ECLI:NL:RVS:2011:BQ4611
Raad van State
- Hoger beroep
- H.G. Lubberdink
- M.G.J. Parkins de Vin
- C.J. Borman
- Rechtspraak.nl
Vernietiging van de intrekking van een verblijfsvergunning op basis van onjuiste identiteitsgegevens
In deze zaak heeft de Raad van State op 10 mei 2011 uitspraak gedaan in het hoger beroep van de minister van Justitie tegen een eerdere uitspraak van de rechtbank 's-Gravenhage. De zaak betreft de intrekking van een verblijfsvergunning voor bepaalde tijd die aan een vreemdeling was verleend. De staatssecretaris van Justitie had de vergunning ingetrokken op basis van onjuiste identiteitsgegevens die de vreemdeling had verstrekt. De vreemdeling had de gelegenheid gekregen om zijn werkelijke identiteit te herstellen, maar had deze kans niet benut.
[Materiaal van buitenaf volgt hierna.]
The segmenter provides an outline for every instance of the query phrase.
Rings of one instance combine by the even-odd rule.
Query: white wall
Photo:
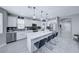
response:
[[[72,35],[78,33],[79,34],[79,14],[74,14],[71,16],[67,16],[72,20]]]
[[[8,27],[16,27],[17,26],[17,17],[8,16]]]
[[[32,26],[32,23],[37,24],[37,26],[41,26],[40,21],[34,21],[34,20],[25,19],[25,26]]]

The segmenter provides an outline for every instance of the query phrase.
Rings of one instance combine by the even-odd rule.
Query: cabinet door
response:
[[[9,16],[8,27],[16,27],[16,26],[17,26],[17,17]]]
[[[7,43],[9,43],[9,42],[11,42],[11,40],[12,40],[12,33],[7,33]]]

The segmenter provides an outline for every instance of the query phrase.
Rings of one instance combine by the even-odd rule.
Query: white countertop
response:
[[[27,39],[35,39],[44,35],[48,35],[52,33],[52,31],[38,31],[38,32],[31,32],[31,33],[27,33]]]

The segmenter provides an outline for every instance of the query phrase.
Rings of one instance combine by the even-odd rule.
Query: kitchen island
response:
[[[48,38],[48,36],[51,36],[54,32],[52,31],[38,31],[38,32],[32,32],[27,33],[27,49],[28,51],[34,52],[37,50],[37,48],[34,46],[34,43],[44,39]]]

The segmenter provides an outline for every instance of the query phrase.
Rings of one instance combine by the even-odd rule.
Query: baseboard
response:
[[[4,44],[1,44],[1,45],[0,45],[0,48],[1,48],[1,47],[3,47],[3,46],[5,46],[5,45],[6,45],[6,43],[4,43]]]

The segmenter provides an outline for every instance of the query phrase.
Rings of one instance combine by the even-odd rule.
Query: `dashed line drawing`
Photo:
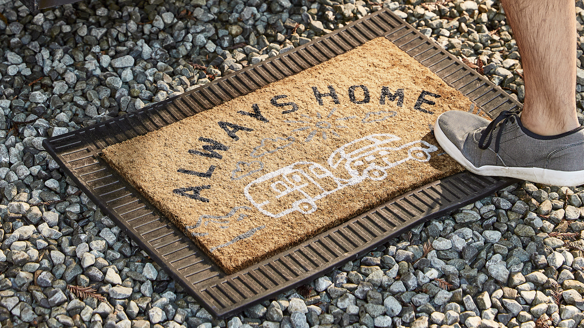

De Raad van State oordeelde dat de staatssecretaris bevoegd was om de vergunning in te trekken, omdat de vreemdeling onjuiste gegevens had verstrekt en had nagelaten om zijn identiteit te corrigeren. De rechtbank had eerder geoordeeld dat de intrekking onterecht was, maar de Raad van State vernietigde deze uitspraak. De Raad benadrukte dat de vreemdeling verantwoordelijk was voor het verstrekken van correcte informatie en dat de staatssecretaris de gevolgen van de afweging van de vreemdeling om zijn identiteit niet te herstellen voor diens rekening kon laten. De uitspraak bevestigt de bevoegdheid van de staatssecretaris om verblijfsvergunningen in te trekken op basis van onjuiste gegevens, en onderstreept het belang van correcte identiteitsinformatie in het vreemdelingenrecht.